Hi, I am trying to lap a 12L14 valve into a cast bronze seat. The valve is 5/16 inch in diameter, and both the valve and the seat are cut at a 45 degree angle. I am spinning the valve with an electric drill, varying the speed and using an 800 grit lapping compound. The valve has seated very uniformly, but the finish is unexpected. There are fine radial grooves that I can see and feel with my fingernail on both the valve and the seat. I thought it would be more of a uniform finish. Nothing I do seems to get the grooves out. What am I doing wrong? Thanks, John.
The cause here is the grit is causing the grooves and to get a good seat you mus oscillate the valve back and forth after refacing the valve Cheers John from johwen.
 
John

I have had the port high, middle, and low. As long as the valve seats they seem to work fine.

Brian - just look up Lunkenheimer Mixers, you should get plenty of information.

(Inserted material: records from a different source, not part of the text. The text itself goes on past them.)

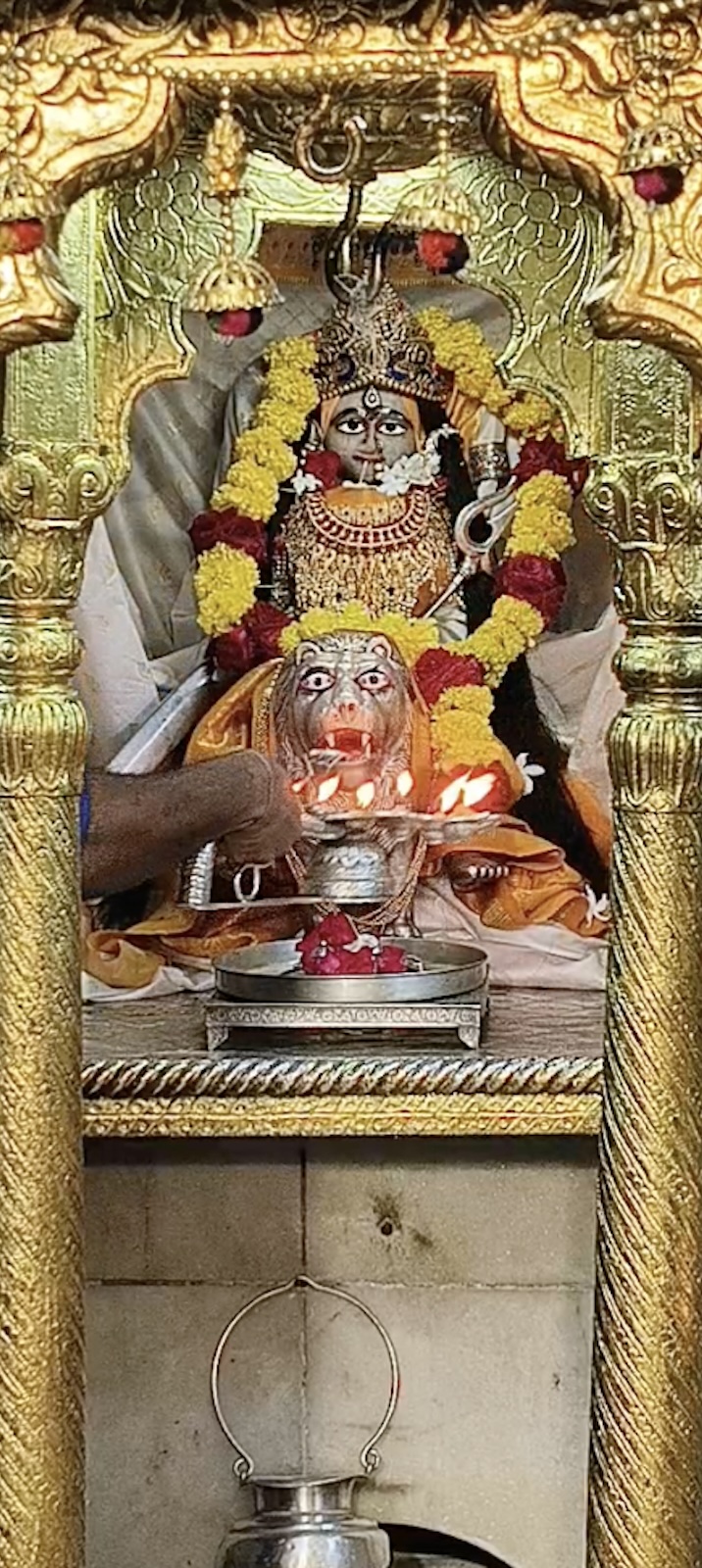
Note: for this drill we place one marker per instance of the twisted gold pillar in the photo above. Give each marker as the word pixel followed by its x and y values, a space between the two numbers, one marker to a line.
pixel 41 1311
pixel 646 1442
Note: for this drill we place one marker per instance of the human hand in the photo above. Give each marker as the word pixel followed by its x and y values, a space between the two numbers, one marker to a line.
pixel 265 814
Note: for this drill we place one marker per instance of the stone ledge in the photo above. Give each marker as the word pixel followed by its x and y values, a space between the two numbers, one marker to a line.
pixel 148 1074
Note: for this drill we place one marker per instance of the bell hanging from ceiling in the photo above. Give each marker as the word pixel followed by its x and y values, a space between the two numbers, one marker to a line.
pixel 233 290
pixel 439 211
pixel 657 157
pixel 304 1521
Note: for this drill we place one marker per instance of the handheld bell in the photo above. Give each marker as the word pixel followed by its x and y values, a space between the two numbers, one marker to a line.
pixel 304 1521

They used the valve to keep the fuel from dripping when the fuel tank was above the mixer. In general most all simple hit-miss engines used mixers, not carburetors. It is probably just semantics, carburetor's are in my view more complex ie a throttle. All a mixer does is control the fuel to the air stream nothing complex, one jet and vortex for some vacuum across the jet. Adjust the jet for load / speed and that's it.